En Italie, à cause des événements récents, on est revenu sur les accords de Schengen. Il faut rétablir les contrôles aux frontières pour empêcher l’arrivée de terroristes isolés, ces improvisateurs autodidactes moins faciles  à repérer que les membres d’un réseau. Dans un premier temps, pour les définir, la presse italienne a utilisé la formule « cani sciolti » (chiens en liberté). Après, on doit avoir trouvé que cette métaphore  ne convenait pas (à qui? à la communauté canine, peut-être, qui ne mérite pas ces généralisations arbitraires). Depuis deux jours on parle donc di lupi solitari, à savoir de « loups solitaires ». J’attends les remontrances des amis du loup*.     

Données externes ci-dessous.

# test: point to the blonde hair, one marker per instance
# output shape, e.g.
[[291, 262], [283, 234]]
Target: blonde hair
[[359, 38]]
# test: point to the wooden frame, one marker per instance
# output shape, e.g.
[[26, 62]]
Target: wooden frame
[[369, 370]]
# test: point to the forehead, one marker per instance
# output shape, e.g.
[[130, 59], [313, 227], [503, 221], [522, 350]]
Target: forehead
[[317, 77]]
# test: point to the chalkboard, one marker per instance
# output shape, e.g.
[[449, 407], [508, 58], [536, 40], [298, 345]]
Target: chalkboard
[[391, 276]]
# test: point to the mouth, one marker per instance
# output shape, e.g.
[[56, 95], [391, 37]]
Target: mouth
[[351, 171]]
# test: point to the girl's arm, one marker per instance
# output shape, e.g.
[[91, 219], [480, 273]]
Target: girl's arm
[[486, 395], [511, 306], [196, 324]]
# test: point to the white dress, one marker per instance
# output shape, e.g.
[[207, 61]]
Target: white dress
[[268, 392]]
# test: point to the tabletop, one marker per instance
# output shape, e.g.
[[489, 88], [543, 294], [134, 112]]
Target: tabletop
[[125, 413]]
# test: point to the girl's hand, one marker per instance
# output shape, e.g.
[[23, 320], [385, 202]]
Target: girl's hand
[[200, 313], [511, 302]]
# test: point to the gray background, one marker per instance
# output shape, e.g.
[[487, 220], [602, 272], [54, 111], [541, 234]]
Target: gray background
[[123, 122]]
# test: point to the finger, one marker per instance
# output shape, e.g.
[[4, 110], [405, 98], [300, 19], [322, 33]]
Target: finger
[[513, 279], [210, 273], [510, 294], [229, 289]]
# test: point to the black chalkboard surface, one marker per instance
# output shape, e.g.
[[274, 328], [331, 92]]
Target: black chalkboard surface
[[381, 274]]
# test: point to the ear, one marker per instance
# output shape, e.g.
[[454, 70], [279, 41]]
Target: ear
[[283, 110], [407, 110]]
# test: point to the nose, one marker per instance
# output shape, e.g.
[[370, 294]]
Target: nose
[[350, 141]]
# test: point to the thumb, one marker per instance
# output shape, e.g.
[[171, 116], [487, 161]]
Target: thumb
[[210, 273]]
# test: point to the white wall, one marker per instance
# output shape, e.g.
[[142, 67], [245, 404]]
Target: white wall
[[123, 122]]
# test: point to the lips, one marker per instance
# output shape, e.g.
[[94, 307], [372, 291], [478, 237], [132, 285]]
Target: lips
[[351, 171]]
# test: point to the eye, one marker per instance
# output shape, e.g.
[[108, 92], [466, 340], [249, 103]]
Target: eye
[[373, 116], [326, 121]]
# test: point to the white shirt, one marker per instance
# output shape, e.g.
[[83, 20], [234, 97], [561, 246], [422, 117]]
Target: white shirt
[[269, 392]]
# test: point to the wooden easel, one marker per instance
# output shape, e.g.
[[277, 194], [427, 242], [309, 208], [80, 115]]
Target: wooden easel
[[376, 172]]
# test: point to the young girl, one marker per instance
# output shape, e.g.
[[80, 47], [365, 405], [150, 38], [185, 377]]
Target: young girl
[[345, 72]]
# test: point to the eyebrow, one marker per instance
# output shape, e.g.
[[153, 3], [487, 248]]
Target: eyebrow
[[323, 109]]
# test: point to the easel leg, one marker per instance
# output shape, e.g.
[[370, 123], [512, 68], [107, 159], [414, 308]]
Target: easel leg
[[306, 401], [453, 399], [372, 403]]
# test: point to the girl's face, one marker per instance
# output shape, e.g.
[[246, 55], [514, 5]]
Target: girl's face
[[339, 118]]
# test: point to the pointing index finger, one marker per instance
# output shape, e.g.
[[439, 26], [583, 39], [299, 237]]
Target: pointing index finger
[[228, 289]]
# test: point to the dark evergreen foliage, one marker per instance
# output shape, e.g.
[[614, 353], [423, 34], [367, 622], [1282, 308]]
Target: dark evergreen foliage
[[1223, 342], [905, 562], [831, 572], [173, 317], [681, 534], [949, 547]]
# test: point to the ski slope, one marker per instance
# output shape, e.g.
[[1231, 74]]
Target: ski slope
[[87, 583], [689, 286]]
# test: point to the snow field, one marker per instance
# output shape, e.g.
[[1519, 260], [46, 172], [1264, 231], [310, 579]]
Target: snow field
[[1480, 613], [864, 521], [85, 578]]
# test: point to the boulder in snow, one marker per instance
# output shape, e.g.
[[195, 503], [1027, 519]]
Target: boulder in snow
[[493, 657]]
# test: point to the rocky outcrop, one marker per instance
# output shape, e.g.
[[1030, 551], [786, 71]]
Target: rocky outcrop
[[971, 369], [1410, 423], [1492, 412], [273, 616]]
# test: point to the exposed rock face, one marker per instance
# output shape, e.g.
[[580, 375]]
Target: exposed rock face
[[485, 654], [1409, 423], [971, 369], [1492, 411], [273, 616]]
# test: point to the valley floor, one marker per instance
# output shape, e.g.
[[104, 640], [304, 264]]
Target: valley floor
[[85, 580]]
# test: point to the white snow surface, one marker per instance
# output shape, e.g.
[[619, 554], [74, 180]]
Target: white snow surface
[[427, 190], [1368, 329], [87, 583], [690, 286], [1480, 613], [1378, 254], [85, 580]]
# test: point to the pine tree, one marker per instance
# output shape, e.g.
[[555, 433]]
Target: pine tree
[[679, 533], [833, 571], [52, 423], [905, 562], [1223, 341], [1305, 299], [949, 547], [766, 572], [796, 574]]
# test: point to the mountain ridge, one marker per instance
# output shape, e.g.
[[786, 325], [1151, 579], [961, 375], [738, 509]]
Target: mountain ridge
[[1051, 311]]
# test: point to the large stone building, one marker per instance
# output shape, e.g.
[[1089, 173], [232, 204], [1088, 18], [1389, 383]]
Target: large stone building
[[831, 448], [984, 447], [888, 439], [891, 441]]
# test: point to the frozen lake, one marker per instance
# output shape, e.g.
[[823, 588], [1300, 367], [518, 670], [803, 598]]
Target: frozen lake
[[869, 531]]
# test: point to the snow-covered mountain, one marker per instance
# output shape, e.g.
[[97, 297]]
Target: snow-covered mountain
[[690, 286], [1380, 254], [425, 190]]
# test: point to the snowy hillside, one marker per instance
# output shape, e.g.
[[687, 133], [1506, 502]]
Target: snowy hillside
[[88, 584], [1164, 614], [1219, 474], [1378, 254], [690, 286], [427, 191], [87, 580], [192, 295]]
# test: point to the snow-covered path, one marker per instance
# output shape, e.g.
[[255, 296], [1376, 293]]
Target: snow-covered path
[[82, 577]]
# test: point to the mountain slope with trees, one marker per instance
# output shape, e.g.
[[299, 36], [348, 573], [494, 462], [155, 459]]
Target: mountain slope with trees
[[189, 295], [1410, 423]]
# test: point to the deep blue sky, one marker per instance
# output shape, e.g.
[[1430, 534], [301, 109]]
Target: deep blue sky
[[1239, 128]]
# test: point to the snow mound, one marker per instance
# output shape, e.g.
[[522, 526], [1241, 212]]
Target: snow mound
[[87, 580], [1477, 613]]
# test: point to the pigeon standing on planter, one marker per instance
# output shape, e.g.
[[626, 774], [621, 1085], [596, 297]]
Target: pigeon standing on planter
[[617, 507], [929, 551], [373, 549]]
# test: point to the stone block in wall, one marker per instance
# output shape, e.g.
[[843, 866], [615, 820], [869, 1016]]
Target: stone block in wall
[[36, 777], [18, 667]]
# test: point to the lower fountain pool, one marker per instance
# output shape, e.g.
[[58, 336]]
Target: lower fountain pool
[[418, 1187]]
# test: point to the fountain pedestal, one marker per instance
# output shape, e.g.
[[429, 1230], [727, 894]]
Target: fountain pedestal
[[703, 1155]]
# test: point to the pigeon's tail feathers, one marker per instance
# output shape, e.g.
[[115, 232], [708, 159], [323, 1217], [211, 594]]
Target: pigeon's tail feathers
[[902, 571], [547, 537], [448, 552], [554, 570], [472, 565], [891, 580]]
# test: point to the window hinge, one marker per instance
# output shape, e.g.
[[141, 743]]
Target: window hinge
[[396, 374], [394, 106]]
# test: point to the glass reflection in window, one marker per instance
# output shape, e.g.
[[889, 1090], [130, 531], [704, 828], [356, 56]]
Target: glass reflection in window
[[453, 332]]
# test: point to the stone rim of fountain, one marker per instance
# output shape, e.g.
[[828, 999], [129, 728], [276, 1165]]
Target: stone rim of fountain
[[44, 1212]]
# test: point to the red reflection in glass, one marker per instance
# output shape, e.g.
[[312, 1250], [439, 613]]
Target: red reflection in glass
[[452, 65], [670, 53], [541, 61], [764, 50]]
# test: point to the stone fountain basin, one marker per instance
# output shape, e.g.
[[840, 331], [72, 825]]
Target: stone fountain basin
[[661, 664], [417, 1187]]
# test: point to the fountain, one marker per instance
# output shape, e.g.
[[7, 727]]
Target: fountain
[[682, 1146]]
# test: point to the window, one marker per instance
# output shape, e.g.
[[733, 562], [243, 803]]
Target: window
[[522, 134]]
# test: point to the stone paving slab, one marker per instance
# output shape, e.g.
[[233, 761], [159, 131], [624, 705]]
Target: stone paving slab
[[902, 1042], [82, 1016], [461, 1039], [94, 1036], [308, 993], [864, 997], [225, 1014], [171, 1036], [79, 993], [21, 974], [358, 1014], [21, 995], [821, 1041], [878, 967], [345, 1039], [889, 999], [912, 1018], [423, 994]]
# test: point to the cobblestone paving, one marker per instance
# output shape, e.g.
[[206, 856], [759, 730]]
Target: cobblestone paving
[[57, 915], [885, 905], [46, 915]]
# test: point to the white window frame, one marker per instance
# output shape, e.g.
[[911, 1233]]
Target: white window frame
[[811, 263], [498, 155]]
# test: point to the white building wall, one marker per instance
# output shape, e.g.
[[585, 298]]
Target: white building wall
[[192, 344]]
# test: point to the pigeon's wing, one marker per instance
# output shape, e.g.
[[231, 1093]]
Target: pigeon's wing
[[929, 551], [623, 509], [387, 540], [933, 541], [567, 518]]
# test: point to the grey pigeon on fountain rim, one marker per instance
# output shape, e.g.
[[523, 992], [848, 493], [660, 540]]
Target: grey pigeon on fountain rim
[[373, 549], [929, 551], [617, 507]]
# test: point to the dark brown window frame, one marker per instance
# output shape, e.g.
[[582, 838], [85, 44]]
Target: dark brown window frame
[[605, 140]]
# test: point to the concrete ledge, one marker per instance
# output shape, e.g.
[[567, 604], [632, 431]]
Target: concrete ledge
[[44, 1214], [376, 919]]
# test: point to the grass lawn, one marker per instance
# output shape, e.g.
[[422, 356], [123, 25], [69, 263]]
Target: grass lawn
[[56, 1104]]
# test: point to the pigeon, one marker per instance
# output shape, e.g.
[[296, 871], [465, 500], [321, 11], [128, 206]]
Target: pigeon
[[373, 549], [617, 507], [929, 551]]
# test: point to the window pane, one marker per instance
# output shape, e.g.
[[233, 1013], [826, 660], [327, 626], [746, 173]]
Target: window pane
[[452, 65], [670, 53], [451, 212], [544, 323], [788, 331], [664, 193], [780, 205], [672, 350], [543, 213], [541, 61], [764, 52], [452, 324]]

* Tout en étant solitaires, ces loups solidarisent avec les terroristes organisés. On pourrait donc les qualifier de lupi solidali (loups solidaires). L’esprit de  solidarité, on le sait, est une des principales caractéristiques de ces canidés sauvages.

mercredi 18 octobre 2023

Le chant de la truffe

 

Nature morte du photographe Patrick Mollema exposée à  la Biennale de Tulle la semaine passée

J’ai appris beaucoup de choses  à la Biennale Européenne d’histoire locale de Tulle. La première qui me vient à l’esprit est que la truffe, inodore tant qu’elle est vigoureuse, développe son parfum en mourant. C’est poétique et décadent à la fois. Une esthétique fin de siècle.

J’ai pu aussi constater  que, lorsqu’on quitte les grandes concentrations urbaines pour  se déplacer au coeur du Pays,  on peut parler des animaux qu'on aime et mange  à la fois (une chose n’empêchant   pas l’autre) sans trop de dérangements.

vendredi 13 octobre 2023

Les gloutons européens convergent à Tulle

Pieter Brueghel le Jeune, Douzième nuit, 1619

Je plaisante, juste pour faire le pitre. Il n’y aura pas que des carnivores, en tout cas. Et ce ne sera pas pour faire la fête, la circonstance est sérieuse. Il s’agit de la 2ème Biennale européenne d’histoire locale, 13-15 octobre 2023,  Tulle en Corrèze : Boire et manger localement Histoires de terroirs (https://www.biennale-tulle.fr/). Le programme est très chargé. Dimanche, dans ce cadre, je participerai à une table ronde sur le thème :  « Les viandes : pratiques et imaginaires ».

A partir de mardi prochain je profiterai de ce blog, où je traite habituellement des thèmes abordés dans cette rencontre (le végétarisme, l'antispécisme, le bien être animal, la mort animale, le statut de la viande, le statut du chasseur  et celui du gibier etc.), pour  restituer par écrit mon intervention.